27 Maggio 2023
Il Quotidiano del Sud

Niente accade per caso nell’Iran delle donne

di Franca Fortunato


Niente accade per caso, mi sono detta dopo aver letto il libro Il vento fra i capelli. La mia lotta per la libertà nel moderno Iran della scrittrice, giornalista, attivista Masih Alinejad, pensando al movimento “Donna Vita Libertà” seguito alla morte della 22enne curda Mahsa Amini, arrestata e pestata dalla polizia morale perché non portava il velo correttamente. Il libro è l’autobiografia di una delle figlie “ribelli”, invise al potere, della “rivoluzione islamica”, divenuta la voce di «milioni di iraniane che vogliono essere libere di scegliere per sé». La sua è la storia dell’Iran dalla “rivoluzione” a oggi e di una delle figlie delle centomila donne che l’8 marzo 1979 scesero in piazza per manifestare contro l’obbligo dell’hijab rendendosi conto «soltanto dopo il trionfo della rivoluzione di aver rinunciato volontariamente ai propri diritti e portato al governo un regime che imponeva la sottomissione». È la storia delle figlie a cui, come alle loro madri, era stato insegnato a nascondere il proprio corpo, a nascondere le forme femminili perché spingevano gli uomini a peccare. È la storia della figlia adolescente che a sedici anni assaporava il piacere proibito di liberarsi del velo appena fuori casa per poi rimetterselo quando rientrava. «La mia libertà clandestina» la chiamava, libertà che da adulta, convinta che appartenesse a tutte le donne iraniane, portò allo scoperto quando, dall’esilio, con la campagna online “La mia libertà clandestina” invitò le donne irachene a mandarle foto senza velo. «Foto di quando guidiamo a capo scoperto, passeggiamo senza il velo tra i boschi o al mare, stiamo in cima a un albero o nel deserto, dove possiamo respirare liberamente». Era il 2014 e in migliaia risposero con foto e video di quando si toglievano il velo. La resistenza all’obbligo del velo uscì così dalla clandestinità e il mondo intero attraverso facebook poté conoscere un altro Iran, l’Iran delle donne. Donne coraggiose, forti, libere che rischiavano il carcere o 74 frustate per aver infranto la legge.
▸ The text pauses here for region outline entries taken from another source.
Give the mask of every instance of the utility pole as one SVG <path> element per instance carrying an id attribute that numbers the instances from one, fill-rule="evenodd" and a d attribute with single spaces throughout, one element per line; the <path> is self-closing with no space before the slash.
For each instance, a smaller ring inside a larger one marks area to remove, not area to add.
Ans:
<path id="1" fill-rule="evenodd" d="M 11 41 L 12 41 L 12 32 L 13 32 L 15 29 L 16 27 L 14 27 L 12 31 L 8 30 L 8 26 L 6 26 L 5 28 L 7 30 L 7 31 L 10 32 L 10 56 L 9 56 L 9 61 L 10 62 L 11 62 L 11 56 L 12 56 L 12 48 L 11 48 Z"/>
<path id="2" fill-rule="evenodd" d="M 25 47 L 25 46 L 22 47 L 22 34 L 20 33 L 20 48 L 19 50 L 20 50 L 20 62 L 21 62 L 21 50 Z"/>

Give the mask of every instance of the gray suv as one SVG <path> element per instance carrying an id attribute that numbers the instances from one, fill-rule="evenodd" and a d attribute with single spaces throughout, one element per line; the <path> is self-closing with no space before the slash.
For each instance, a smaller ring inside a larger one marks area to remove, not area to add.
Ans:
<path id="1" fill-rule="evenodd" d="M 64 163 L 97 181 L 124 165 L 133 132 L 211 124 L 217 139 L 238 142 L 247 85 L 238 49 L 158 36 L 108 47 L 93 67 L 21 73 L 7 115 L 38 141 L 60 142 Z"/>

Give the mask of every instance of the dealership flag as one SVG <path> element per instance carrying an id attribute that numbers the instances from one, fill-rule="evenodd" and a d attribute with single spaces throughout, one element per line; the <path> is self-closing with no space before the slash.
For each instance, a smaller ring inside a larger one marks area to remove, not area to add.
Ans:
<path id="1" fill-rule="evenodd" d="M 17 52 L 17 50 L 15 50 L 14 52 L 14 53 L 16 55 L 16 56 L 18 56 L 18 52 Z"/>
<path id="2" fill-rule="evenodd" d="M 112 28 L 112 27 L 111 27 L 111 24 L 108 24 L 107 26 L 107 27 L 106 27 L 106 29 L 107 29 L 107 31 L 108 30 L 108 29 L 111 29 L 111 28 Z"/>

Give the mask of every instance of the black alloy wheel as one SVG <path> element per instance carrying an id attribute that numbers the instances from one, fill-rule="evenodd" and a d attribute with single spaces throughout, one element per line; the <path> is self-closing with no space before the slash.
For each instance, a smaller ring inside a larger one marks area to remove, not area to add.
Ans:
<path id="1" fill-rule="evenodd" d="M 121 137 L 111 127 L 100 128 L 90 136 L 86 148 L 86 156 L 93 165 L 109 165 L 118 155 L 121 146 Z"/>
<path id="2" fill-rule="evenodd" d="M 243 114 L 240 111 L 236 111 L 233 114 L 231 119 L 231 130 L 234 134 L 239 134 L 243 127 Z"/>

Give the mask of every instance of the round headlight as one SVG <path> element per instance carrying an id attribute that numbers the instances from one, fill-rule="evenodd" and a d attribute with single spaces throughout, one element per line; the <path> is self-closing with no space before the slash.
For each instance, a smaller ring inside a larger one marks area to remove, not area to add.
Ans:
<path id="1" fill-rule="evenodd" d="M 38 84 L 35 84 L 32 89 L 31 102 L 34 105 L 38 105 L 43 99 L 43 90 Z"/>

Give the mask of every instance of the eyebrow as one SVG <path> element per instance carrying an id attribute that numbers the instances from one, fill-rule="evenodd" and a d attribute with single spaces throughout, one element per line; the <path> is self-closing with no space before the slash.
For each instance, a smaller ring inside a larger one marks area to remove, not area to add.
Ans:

Le iraniane stavano dicendo al mondo intero «non ho scelto io di mettere l’hijab, e voglio essere libera di scegliere». E questo per i chierici in patria era pericolosissimo. Fino ad allora avevano raccontato che le iraniane erano contente di portare il velo. «Adoravo sentire il vento tra i capelli. Ogni volta che sento il vento soffiare tra i capelli ripenso a quanto tempo sono stati ostaggio dei potenti della Repubblica islamica». Ostaggio che per ogni donna irachena diventa a sette anni con l’obbligo ad osservare la legge sull’hijab anche se non è musulmana. Senza velo non possono studiare, lavorare, farsi vedere in pubblico senza essere arrestate e incarcerate. Il mondo intero parlava delle coraggiose donne irachene. Si aprirono le porte dei mass media. Il regime reagì. A Isfahan venticinque donne vennero aggredite con l’acido in faccia mentre erano in macchina o a passeggio. In migliaia scesero in piazza, la polizia le caricò. Alla campagna delle donne si unirono anche gli uomini non solo iraniani, che mandarono foto con il capo coperto. Nel 2017 il movimento dai social si spostò nelle strade con la campagna “mercoledì bianchi”. «Chiesi a tutte di scendere ogni mercoledì in piazza senza l’hijab o con un velo o uno scialle bianco in segno di protesta all’obbligo del velo. Gli uomini con una maglietta o un bracciale bianco». Le donne mandarono foto e video. Arrivarono minacce, arresti, ma le proteste andarono avanti. «Il futuro dell’Iran dipende dalle ribelli. È per questo che la lotta andrà avanti […], finché non sentiremo tutte il vento tra i capelli». Niente accade per caso nell’Iran delle donne.